When you’re using your phone, tablet, or laptop, you’re likely benefiting from advancements in the MIPI M-PHY® high-speed serial communications protocol, which enables the interface between SoCs, application processors, baseband processors, and peripheral devices. The specification contributes to the ability of these mobile devices to perform with the briskness and low power consumption we’ve come to expect as we’re navigating through feature-rich apps and multimedia content. And it’s thanks to a team of savvy engineers, including Synopsys’ Sergio Silva, that the protocol continues offering progressively faster data rates and enhanced power efficiency.
For his work advancing MIPI protocol over the years, Silva, a project director for Synopsys MIPI M-PHY IP, was recently presented with the MIPI Alliance’s Lifetime Achievement Award (the photo at the top of this post, courtesy of the MIPI Alliance, features Silva accepting his award). “An active contributor [to the MIPI Alliance] for more than a decade, Silva recently brought forward a key proposal for the next version of the specification and has leveraged his profound knowledge of physical layer requirements to proactively resolve issues and challenges, and clarify M-PHY use cases,” the Alliance noted in a news release.
Silva knew from an early age that he would pursue a career in electronics. We recently chatted with him about his work at Synopsys, his contributions to the MIPI M-PHY protocol, and how his roles with the MIPI Alliance and with Synopsys are complementary. Read on for some inspiring insights.
A: Ever since I was a kid, I’ve liked computers, electronics, and robotics, so this led me on a straight path to engineering school. I earned the equivalent of a master’s degree in electrical and computer engineering from Faculdade de Engenharia da Universidade do Porto, publishing a dissertation on distributed software radio architecture. Afterwards, it was only natural to continue my studies in a doctorate program at the same university, where I earned a Ph.D in electronics engineering and signal processing and analysis, completing a dissertation on interferometric synthetic aperture sonar systems.
Following my studies, I went on to CERN, the European Organization for Nuclear Research in Geneva, where I studied communications systems. This was my first experience with microelectronics. My group there aimed to build models to help microelectronics designers design better communications systems.

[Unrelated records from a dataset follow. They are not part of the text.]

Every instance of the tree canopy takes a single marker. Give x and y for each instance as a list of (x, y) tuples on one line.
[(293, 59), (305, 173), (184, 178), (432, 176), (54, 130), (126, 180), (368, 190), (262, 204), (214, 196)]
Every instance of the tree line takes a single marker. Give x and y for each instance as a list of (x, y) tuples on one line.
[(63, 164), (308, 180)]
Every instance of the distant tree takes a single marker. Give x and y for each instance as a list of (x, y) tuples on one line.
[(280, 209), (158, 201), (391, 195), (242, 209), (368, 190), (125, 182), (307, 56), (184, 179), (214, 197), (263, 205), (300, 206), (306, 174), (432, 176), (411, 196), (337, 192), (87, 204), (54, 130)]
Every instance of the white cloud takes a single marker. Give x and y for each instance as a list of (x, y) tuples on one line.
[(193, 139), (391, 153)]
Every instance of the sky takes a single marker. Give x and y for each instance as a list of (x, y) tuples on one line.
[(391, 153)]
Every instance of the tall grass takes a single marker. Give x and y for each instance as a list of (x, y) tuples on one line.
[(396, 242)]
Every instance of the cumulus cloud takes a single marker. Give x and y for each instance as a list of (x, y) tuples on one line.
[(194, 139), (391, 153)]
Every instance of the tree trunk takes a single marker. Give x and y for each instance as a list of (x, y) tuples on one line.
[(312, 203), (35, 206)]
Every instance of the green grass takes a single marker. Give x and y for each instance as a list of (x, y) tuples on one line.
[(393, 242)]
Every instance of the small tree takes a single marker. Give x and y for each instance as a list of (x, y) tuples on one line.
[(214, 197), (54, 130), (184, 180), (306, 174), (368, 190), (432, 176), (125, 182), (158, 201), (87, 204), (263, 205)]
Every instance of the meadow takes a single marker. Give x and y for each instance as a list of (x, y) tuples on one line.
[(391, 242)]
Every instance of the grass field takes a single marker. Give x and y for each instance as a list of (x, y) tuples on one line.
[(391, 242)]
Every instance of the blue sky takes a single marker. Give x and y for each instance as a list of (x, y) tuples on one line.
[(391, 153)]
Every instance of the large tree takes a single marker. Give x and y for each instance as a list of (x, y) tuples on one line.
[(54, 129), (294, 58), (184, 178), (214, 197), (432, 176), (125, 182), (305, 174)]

A: After CERN, I went back to Portugal and accepted an opportunity in 2011 to join Synopsys as a project engineering manager. I started working with a design team that was building a new PHY for a new protocol, which turned out to be MIPI M-PHY. They needed someone with expertise to participate in work groups and lead discussions and architecture decisions around the PHY.
In the past 10+ years, we’ve evolved from a relatively low-speed PHY with little impact on the market to one that has now demonstrated market success with operating speeds at the limit of consumer-grade technology. (The latest version of the spec, MIPI M-PHY version 5.0, features a High Speed Gear 5 (HS-G5) that enables engineers to double the potential data rate per lane to 23.32 Gbps and to 93.28 Gbps over four lanes.)
A: Above all, it’s gratifying to help our customers achieve tape-out of their designs and move on to successful production runs. Knowing that I played a role in evolving a specification that is enabling all of this new technology that we use everyday is also satisfying. Collaborating with my team at Synopsys, there are a few other achievements that stand out:
A: Initially, I was involved in reviewing and understanding the specification. Over time, my role has evolved to making suggestions to help simplify the specification and to allow more feasible implementations. For example, as we’ve moved to higher speeds, I’ve worked with the team to propose specification solutions that allow Synopsys and other IP vendors to successfully implement PHY IP that support the latest data rates.
In these working groups, we have contact with a lot of customers and system implementers, discussing their needs, what they envision for the future, and what they expect to be required a year, 5 years, and even 10 years down the road. We always approach these opportunities with the mentality that we’re not just solving today’s problem. What we propose should be scalable so that we can adjust quickly to market demands.
A: The award is a welcome recognition of the work I’ve been doing on the M-PHY specification. My involvement in the MIPI Alliance working group for M-PHY is something I’ve been doing in parallel with my other responsibilities at Synopsys, and many people aren’t aware of this involvement. While all the contributions to the specification stem from team efforts, I’m honored that the hard work, time spent in meetings across different time zones, and time spent in different countries to attend meetings has been recognized.
A: When a specification is being developed, at Synopsys we’re also developing or finishing our latest MIPI IP solutions. Through the alliance, our efforts aim to push the spec to work within what we have envisioned. At Synopsys, we’re making changes to our IP in real time to meet the requirements of the specification, so the work is very complementary.
We’re already developing the next iteration of the M-PHY protocol, which will use PAM-4 signaling to support even greater speeds and larger data packets. There will be a lot of challenges electrically and at the protocol level. I’m confident we’re at a good vantage point. In my role, I’ll be able to provide a bridge, teaming up with the MIPI Alliance work group to develop a good understanding of the requirements while also collaborating with my Synopsys colleagues to develop IP to support the latest version.